America in
The Sixties

John Robert Greene
(Syracuse University)
  1. We always saw JFK as the great liberal savior. Nonsense. "By the end of his second year in office, Kennedy had invaded Cuba, brought the world to the brink of war with the Soviet Union, and showed all the signs of approving a deeper U. S. military involvement in Vietnam."
  2. When the devastating herbicide Agent Orange was sprayed over Vietnam, "the troops made no effort to shield themselves from the chemical shower --- indeed, it was so cool in comparison to the oppressively humid temperatures of the jungle that many of the soldiers took off their uniforms and rubbed the cooling liquids all over their bodies." It was not until 1992 that the Pentagon took responsibility for the resulting symptoms: Hodgkin's disease, lymphoma, and for their children, a variety of birth defects.
  3. And during the Vietnam War, those of us in college easily got deferments.
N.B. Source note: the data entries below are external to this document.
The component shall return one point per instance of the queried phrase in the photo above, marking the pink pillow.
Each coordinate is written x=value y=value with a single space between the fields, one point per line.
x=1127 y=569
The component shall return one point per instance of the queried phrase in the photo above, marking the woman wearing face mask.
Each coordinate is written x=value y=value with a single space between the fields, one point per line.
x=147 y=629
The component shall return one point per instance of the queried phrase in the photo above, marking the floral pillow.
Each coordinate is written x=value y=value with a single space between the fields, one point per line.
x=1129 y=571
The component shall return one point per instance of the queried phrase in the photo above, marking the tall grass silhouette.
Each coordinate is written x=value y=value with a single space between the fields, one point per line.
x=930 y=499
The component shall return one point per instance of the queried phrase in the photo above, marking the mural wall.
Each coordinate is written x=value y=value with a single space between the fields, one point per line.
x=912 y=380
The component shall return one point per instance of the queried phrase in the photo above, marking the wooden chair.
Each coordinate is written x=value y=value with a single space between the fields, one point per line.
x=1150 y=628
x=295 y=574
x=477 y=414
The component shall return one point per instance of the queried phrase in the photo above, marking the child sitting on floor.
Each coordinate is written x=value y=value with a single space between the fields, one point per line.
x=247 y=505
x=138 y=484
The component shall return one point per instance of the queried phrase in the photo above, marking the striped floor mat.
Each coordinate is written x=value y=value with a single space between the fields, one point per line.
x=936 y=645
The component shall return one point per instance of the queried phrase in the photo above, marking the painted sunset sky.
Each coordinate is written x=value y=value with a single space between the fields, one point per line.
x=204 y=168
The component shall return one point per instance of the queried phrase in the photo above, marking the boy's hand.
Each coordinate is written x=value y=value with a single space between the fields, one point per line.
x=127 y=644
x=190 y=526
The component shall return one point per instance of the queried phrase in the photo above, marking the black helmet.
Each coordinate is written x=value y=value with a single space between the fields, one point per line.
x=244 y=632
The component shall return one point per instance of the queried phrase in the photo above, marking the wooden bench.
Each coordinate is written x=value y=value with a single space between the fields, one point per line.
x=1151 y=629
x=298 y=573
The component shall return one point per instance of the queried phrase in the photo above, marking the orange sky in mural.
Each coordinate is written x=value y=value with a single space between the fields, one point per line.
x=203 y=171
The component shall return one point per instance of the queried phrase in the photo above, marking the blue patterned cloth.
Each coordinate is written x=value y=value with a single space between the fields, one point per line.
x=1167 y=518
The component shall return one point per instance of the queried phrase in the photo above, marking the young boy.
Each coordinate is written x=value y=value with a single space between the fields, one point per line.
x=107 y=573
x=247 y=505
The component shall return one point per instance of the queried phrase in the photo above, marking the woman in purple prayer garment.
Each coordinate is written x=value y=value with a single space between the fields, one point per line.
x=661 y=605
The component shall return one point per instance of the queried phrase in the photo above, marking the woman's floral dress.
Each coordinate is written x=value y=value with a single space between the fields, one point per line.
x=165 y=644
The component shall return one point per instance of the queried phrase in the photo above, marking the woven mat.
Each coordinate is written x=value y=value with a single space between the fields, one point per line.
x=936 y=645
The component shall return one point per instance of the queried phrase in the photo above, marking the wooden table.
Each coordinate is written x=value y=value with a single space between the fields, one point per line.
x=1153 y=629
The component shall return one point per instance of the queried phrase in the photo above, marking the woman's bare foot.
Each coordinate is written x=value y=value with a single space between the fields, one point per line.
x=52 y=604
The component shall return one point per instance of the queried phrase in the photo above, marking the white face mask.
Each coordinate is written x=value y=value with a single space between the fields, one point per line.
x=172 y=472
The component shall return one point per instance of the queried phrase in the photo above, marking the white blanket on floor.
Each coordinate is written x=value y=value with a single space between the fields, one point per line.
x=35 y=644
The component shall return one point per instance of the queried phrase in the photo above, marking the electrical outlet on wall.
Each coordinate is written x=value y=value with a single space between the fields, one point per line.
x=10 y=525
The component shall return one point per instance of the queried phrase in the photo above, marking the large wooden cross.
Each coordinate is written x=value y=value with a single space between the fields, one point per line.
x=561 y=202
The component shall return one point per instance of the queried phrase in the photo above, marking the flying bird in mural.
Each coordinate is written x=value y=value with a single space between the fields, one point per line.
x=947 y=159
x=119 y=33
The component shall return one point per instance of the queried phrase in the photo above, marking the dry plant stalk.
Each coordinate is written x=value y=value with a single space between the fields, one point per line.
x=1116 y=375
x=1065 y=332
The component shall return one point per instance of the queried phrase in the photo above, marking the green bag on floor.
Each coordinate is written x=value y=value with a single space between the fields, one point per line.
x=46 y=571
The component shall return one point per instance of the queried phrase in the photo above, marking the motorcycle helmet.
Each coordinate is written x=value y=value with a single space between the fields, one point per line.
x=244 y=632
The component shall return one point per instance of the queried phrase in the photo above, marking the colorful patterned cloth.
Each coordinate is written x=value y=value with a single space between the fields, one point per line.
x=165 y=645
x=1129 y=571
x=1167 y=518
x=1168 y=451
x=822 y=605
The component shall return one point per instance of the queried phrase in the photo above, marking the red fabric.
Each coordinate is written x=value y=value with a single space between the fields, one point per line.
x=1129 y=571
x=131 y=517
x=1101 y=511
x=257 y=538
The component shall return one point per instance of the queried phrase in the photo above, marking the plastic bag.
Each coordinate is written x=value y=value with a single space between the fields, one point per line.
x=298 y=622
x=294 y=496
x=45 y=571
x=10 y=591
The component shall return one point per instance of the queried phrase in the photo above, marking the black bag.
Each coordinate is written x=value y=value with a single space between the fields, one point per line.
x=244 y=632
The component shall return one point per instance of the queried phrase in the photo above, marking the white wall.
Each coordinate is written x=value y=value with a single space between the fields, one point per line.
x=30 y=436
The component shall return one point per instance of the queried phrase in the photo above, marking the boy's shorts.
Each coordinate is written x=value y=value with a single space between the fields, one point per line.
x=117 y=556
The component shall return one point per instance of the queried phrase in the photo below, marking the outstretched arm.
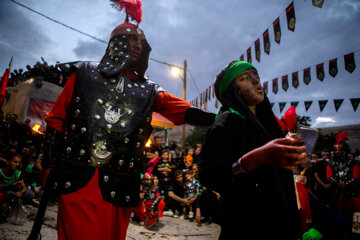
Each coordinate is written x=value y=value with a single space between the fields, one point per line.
x=180 y=111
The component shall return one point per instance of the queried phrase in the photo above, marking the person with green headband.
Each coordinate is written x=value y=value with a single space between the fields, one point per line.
x=247 y=159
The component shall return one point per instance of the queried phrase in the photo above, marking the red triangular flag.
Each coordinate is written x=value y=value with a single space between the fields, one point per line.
x=3 y=84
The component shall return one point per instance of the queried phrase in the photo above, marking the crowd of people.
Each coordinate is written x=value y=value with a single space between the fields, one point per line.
x=40 y=72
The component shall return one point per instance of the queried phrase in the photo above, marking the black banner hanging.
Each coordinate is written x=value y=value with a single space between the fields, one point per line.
x=277 y=30
x=322 y=104
x=265 y=87
x=307 y=76
x=248 y=52
x=337 y=103
x=257 y=50
x=275 y=86
x=355 y=103
x=307 y=105
x=266 y=42
x=320 y=74
x=295 y=79
x=333 y=67
x=294 y=104
x=290 y=16
x=350 y=62
x=285 y=82
x=281 y=106
x=318 y=3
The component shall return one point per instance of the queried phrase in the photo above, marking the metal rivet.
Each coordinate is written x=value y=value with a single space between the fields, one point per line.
x=67 y=185
x=113 y=194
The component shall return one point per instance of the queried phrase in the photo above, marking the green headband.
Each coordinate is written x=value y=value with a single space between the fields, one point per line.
x=234 y=70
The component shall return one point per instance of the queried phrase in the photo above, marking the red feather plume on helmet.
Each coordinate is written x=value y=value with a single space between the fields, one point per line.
x=132 y=8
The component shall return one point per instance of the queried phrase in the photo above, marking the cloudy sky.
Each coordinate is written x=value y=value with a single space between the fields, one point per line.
x=208 y=34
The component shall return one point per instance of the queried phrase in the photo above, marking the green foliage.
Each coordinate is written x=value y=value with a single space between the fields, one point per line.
x=197 y=135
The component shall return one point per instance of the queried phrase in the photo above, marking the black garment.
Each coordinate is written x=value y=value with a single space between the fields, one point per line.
x=261 y=204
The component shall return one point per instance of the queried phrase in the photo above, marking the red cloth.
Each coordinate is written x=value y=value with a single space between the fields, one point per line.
x=3 y=84
x=84 y=214
x=168 y=105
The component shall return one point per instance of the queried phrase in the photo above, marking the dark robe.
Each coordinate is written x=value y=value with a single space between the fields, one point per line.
x=260 y=204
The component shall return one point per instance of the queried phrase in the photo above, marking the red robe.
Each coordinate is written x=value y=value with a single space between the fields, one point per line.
x=84 y=214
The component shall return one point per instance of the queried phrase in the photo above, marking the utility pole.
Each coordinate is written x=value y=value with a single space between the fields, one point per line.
x=184 y=97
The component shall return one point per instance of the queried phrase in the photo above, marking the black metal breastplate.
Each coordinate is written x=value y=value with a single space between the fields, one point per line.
x=109 y=123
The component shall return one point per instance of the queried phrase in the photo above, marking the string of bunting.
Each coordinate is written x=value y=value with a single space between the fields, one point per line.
x=205 y=96
x=349 y=63
x=322 y=103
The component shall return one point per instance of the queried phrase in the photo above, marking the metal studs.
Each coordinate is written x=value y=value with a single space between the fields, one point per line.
x=106 y=178
x=67 y=185
x=113 y=193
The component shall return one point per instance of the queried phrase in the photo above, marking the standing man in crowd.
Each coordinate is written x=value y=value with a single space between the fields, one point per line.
x=246 y=158
x=105 y=110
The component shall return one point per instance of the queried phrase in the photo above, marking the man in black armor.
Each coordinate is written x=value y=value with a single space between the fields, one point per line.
x=96 y=132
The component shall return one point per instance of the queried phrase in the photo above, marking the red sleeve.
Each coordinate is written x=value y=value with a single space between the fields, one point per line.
x=57 y=117
x=329 y=172
x=171 y=107
x=356 y=172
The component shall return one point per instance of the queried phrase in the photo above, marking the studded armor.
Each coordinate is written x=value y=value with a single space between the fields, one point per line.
x=108 y=124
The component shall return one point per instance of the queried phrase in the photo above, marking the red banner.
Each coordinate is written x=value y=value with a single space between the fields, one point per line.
x=37 y=111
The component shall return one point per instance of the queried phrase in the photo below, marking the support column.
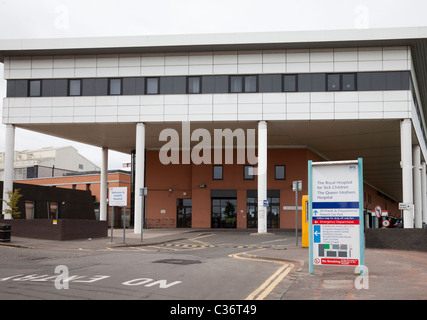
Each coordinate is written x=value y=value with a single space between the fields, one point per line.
x=417 y=186
x=103 y=206
x=424 y=191
x=8 y=165
x=139 y=176
x=262 y=176
x=406 y=164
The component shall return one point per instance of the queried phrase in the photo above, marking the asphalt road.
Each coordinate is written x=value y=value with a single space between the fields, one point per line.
x=205 y=267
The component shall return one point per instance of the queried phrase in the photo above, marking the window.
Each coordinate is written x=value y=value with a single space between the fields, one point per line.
x=217 y=173
x=35 y=88
x=248 y=172
x=251 y=84
x=348 y=82
x=334 y=82
x=215 y=84
x=270 y=83
x=115 y=86
x=236 y=83
x=173 y=85
x=194 y=85
x=95 y=87
x=243 y=84
x=290 y=83
x=152 y=85
x=280 y=172
x=75 y=87
x=311 y=82
x=133 y=86
x=54 y=87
The war was, as usual with wars, "largely fought by youth from blue collar and poor families." Eighty percent of those who served in Vietnam "had no better than a high school education."
  4. The real social change of the 60s had little to do with JFK, much to do with President Lyndon Johnson's magic manipulation of Congress in 1965-66, built, in truth, on JFK's body. Medicare, Medicaid, federal funding for public schools (ESEA), environmental protection (the Air Quality Act, the Motor Vehicle Air Pollution Control Act).
  5. And the greatest revolution in American higher education did not come from Mario Savio or the rowdy sit-ins at Columbia University. More likely real change in autocratic university administration and democracy came from "The Servicemen's Readjustment Act of 1944" (the GI Bill). "Having fought at Normandy and Anzio, returning veterans found no meaning in ... beanies, hazing and Greek life." The ex-servicemen represented a new type of student, "one that began to question the very foundation upon which the traditional American university had been built."

§     §     §

I used to think that I would prefer to spend an evening watching the "700 Club" instead of reading a potted history book, but because of this volume --- all detailing my salad years --- I have been converted (not to fundamentalism but to a brand of easy history as represented by the agile pen of John Robert Greene).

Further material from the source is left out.